The Next American Civil War: The Populist Revolt Against the Liberal Elite

I’m in Tucson now, preparing for .

I’ll try to take some good notes and maybe a photo or two, but I’ll be pretty busy. Meanwhile, here are some links you might like:


Every once in a while, I’ll get a review copy of a book as a free blogger tchotchke that makes me feel like I’m a real media celeb or something. This time it was a copy of Lee Harris’s new book: The Next American Civil War: The Populist Revolt Against the Liberal Elite.

I can’t say I was all that optimistic when I saw the title, or when the publicist who sent me the copy promised that Harris was “the conservative American public intellectual of the new millennium.” I figured this was just going to be one of those books people read when they want to be reminded that people who think like they do are good and those other folks are a bunch of cretins.

I was happy to find that the book is much better than its subtitle. Superficially it’s meant to be a defense of the TEA Party / town hall disruption / Glen Beckian paranoid kvetching / Sara Palinish tendency against the “liberal elites” they complain about. But there’s actually very little in the book about these things. They’re mentioned in passing, along with things like Rosa Parks, Wat Tyler’s rebellion, the discovery of Tahiti, the English Civil War, the Stonewall Riots, the signing of the Magna Carta, the American Revolution, the rise of Andrew Jackson, and so forth. None of these are really analyzed in detail. Elements of each of them are brought out as exemplars to support some facet of Harris’s thesis.

The gist of which thesis is that these quasi-populist, quasi-organized, right-wing rumblings that have made the news recently are all examples of a latent, liberty-loving orneriness that comes to the surface periodically in lucky countries like ours that have the sort of cultural underpinnings that allow healthy, freedom-promoting governments to evolve.

The tension between democratic, libertarianesque populism on the one hand, and the guidance of the nation by well-meaning, well-educated elites on the other, is, according to Harris, itself a blessing. We shouldn’t root for one side or the other to win (though we may have reason at any particular time to hope one side or the other gets the upper hand) — the fact that these two sides are both vibrant and remain locked in conflict is what ensures the health and utility of republican institutions.

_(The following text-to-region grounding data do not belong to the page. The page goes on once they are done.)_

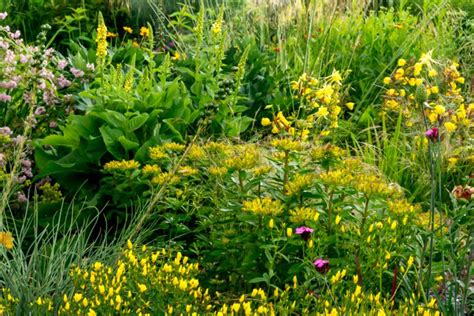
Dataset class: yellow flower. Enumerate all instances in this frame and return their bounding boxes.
[139,26,150,37]
[286,227,293,237]
[242,197,283,216]
[345,102,354,110]
[172,51,181,61]
[407,256,414,268]
[123,26,133,34]
[413,63,423,76]
[444,122,456,133]
[103,160,140,171]
[96,12,108,61]
[397,59,406,67]
[433,105,446,115]
[0,231,14,250]
[87,309,97,316]
[73,293,83,303]
[329,69,342,85]
[261,117,271,126]
[428,69,438,77]
[335,215,341,225]
[137,283,147,293]
[456,77,465,84]
[383,77,391,85]
[430,86,439,94]
[268,218,274,229]
[316,106,329,118]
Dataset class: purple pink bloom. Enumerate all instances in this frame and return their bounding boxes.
[313,258,330,274]
[425,127,439,141]
[295,226,314,241]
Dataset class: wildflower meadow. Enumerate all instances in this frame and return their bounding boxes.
[0,0,473,315]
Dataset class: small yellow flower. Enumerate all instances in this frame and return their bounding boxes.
[139,26,150,37]
[0,231,14,250]
[123,26,133,34]
[428,69,438,77]
[286,227,293,237]
[383,77,391,85]
[137,283,147,293]
[335,215,342,225]
[261,117,272,126]
[172,51,181,61]
[398,59,406,67]
[345,102,354,110]
[444,122,456,133]
[268,218,274,229]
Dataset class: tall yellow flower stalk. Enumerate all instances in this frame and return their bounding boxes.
[96,12,108,66]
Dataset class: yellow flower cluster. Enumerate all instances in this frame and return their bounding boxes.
[103,160,140,171]
[224,144,260,170]
[289,207,320,223]
[271,138,305,152]
[290,71,347,134]
[383,54,472,135]
[285,173,315,196]
[242,196,283,216]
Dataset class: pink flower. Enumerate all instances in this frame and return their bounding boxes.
[295,226,314,241]
[0,12,7,20]
[57,59,68,70]
[313,258,330,274]
[70,67,84,78]
[0,93,11,102]
[425,127,439,141]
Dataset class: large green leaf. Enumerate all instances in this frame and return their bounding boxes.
[99,126,124,159]
[127,113,149,132]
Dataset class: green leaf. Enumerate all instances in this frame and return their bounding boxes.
[127,113,149,132]
[99,126,124,159]
[118,135,139,151]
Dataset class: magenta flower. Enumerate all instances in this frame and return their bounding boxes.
[295,226,314,241]
[425,127,439,141]
[313,258,330,274]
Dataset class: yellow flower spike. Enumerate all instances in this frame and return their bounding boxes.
[293,275,298,289]
[407,256,414,268]
[96,12,108,62]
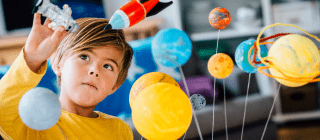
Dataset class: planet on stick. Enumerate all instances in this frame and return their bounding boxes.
[152,28,192,67]
[207,53,234,79]
[268,34,320,87]
[131,83,192,140]
[129,72,179,107]
[235,39,268,73]
[19,87,61,130]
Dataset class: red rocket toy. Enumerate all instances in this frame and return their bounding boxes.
[104,0,173,30]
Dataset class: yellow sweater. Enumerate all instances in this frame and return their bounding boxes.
[0,49,133,140]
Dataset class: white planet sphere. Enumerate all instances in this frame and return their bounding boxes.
[19,87,61,130]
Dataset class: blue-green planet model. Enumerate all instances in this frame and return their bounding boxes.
[235,39,268,73]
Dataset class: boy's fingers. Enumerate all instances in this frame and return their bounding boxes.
[33,13,41,26]
[50,26,66,48]
[43,18,52,26]
[60,31,68,42]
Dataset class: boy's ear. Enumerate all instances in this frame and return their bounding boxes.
[52,64,62,76]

In other words: be glad for the TEA Partiers despite their foibles, inconsistencies, paranoia, and anti-intellectualism, for it is just such unhinged ornery populists that save us from the inevitable overreaching of the nanny state technocrats who would crush society in order to save it. (But cherish the technocrats, too, for they too have their virtues, and if the populists were given unfettered control everything would go to hell in short order.)

It’s thought-provoking to be given a whirlwind tour of Western history seen through the lens of this thesis. That said, the book doesn’t defend the thesis so much as tell it like a bedtime story: pleasant enough, but not very rigorous.